Does the Appearance of Autonomous Conversational Robots Affect User Spoken Behaviors in Real-World Conference Interactions?
Zi Haur Pang, Yahui Fu, Divesh Lala, Mikey Elmers, Koji Inoue, Tatsuya Kawahara
TL;DR
This study investigates how the appearance of autonomous conversational robots influences users' spoken behavior in real-world, conference-based interactions by comparing a highly human-like ERICA with a less anthropomorphic TELECO. Using transcripts from 42 participants and a broad set of NLP-derived linguistic, dialogue, emotion, and mimicry features, the authors find moderate effects: users produced more complex syntax and fewer disfluencies with ERICA, while TELECO elicited more disfluencies. A predictive modeling component demonstrates that Naïve Bayes best distinguishes robot human-likeness from speech features, with syntactic complexity and disfluency metrics driving performance; SHAP and permutation analyses highlight these features as key predictors.
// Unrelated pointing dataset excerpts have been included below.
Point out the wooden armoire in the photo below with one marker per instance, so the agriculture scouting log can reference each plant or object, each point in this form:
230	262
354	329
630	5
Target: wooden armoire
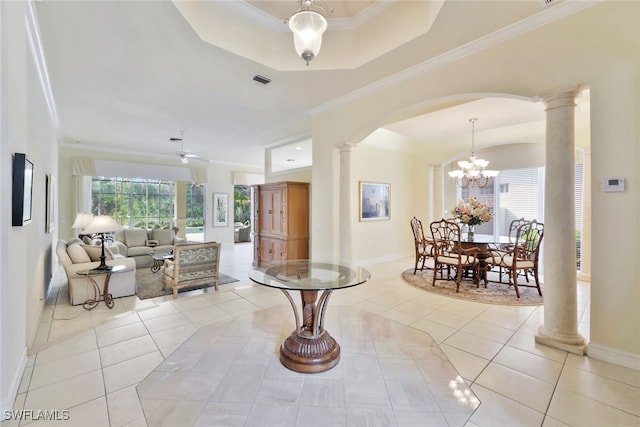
281	222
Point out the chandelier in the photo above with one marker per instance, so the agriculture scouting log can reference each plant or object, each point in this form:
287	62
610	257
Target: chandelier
308	24
473	172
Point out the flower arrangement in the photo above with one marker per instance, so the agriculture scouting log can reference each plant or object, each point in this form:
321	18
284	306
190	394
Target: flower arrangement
472	213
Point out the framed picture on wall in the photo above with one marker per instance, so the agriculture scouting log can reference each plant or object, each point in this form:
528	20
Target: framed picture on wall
220	209
374	201
52	198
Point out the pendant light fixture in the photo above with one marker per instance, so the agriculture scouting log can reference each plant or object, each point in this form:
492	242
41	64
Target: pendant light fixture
308	24
472	172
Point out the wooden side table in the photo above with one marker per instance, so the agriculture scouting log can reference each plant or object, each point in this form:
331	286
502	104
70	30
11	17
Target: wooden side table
106	296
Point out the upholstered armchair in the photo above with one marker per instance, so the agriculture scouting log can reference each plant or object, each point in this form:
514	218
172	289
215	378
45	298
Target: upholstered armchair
423	246
523	256
192	265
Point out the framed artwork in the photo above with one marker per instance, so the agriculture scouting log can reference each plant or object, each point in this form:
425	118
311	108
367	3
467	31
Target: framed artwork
374	201
52	197
220	209
22	190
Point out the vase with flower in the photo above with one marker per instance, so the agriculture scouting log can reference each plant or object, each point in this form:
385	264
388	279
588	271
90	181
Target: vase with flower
472	213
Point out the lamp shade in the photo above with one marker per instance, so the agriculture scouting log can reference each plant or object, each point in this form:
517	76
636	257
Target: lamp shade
82	220
307	27
102	224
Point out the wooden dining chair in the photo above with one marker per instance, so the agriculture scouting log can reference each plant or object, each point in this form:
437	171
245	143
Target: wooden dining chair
523	256
423	246
513	231
448	253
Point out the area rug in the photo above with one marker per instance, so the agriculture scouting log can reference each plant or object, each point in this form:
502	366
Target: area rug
149	285
494	293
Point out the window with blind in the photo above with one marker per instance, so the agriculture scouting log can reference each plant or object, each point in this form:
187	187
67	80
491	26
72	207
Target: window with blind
517	193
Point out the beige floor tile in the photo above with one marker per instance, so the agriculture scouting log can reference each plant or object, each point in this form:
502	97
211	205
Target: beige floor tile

The work frames findings within Cognitive Load and Communication Accommodation Theory, suggesting robot design should target fluency and structured speech to improve communicative alignment, with implications for real-world HRI benchmarks and future work incorporating non-verbal cues and larger samples.
Abstract
We investigate the impact of robot appearance on users' spoken behavior during real-world interactions by comparing a human-like android, ERICA, with a less anthropomorphic humanoid, TELECO. Analyzing data from 42 participants at SIGDIAL 2024, we extracted linguistic features such as disfluencies and syntactic complexity from conversation transcripts. The results showed moderate effect sizes, suggesting that participants produced fewer disfluencies and employed more complex syntax when interacting with ERICA. Further analysis involving training classification models like Naïve Bayes, which achieved an F1-score of 71.60\%, and conducting feature importance analysis, highlighted the significant role of disfluencies and syntactic complexity in interactions with robots of varying human-like appearances. Discussing these findings within the frameworks of cognitive load and Communication Accommodation Theory, we conclude that designing robots to elicit more structured and fluent user speech can enhance their communicative alignment with humans.